Auf dem bedeutendsten deutschen Comicfestival – dem Internationalen Comicsalon Erlangen – wurden im Juni wieder allerlei Neuerscheinungen prämiert. Unter den nominierten Titeln war auch Stephen Collins' „Der gigantische Bart, der böse war“. Es ist eine Allegorie, die man schnell durchschaut: Dave lebt auf der Insel „Hier“. Dort ist alles wohlgeordnet und perfekt. Alleine die Angst vor der Unordnung und dem Chaos, dass man auf dem Festland, dem „Dort“ wähnt, sorgt für eine unterschwellige Grundangst in der Bevölkerung. Der Grund, warum Collins' Geschichte trägt, ist die dramaturgische wie zeichnerische Erzählweise: In zarten Bleistiftzeichnungen entfaltet er auf faszinierende Art eine vermeintlich heile Welt, die langsam aus den Fugen gerät – und das nicht zu ihrem Nachteil. Ein poetisches Kleinod (Atrium). Mit einem Sonderpreis wurde auch eine Übersetzungsarbeit prämiert. Eine viel zu selten gewürdigte Arbeit, weil man nicht nur sprachlich passend, sondern auch räumlich passend übersetzen muss. Der in der Regel längere deutsche Text muss schließlich in die Sprechblase passen. Bei einem Meilenstein wie Chris Wares „Jimmy Corrigan – Der klügste Junge der Welt“, einer wunderschön gezeichneten Tragödie um einen alleinstehenden Mann und seine Beziehung zu seinem lange verschollenen Vater, standen die Übersetzer der kleinteiligen Textpassagen vor besonderen Herausforderungen, die Heinrich Anders und Tina Hohl großartig gemeistert haben (Reprodukt).
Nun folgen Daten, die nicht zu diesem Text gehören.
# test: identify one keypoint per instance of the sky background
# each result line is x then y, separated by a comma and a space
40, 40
Der kanadische Zeichner Seth lässt seinen Protagonisten durch das Hauptquartier der kanadischen Cartoon-Gilde streifen und „Vom Glanz der alten Tage“, als Cartoons und Cartoonisten im Land gefeiert wurden, schwärmen. Unzählige Anekdoten über Kollegen gibt er preis. Was davon am Ende wahr ist, bleibt offen. Aber Seths Erinnerung an eine von Comics beseelte Nation dürfte ebenso ein Wunschgedanke sein wie bei vielen deutschen Comic-Aficionados. In kleinen Panels mit Erzähltext frönt auch er ästhetisch dem Cartoon (Edition 52). Mit „Der Mann, der sein Leben ermordete“ von Jean Vautrin adaptiert Emmanuel Moynot einen weiteren Hardboiled-Krimi, den er im Stil seines Protegés Jacques Tardi umsetzt: Die Vorlage aus dem Jahr 2001 erzählt von klassischen Typen des Noir-Krimi: Ein entlassener Häftling, der auf Rache sinnt, ein abgehalfteter Detektiv und ein korrupter Bulle bringt der Zufall zusammen. Dass diese Zusammenkunft arg blutig wird, kann sich der Leser schnell denken, was dem bitterbösen Lesevergnügen aber keinen Abbruch tut (Edition 52).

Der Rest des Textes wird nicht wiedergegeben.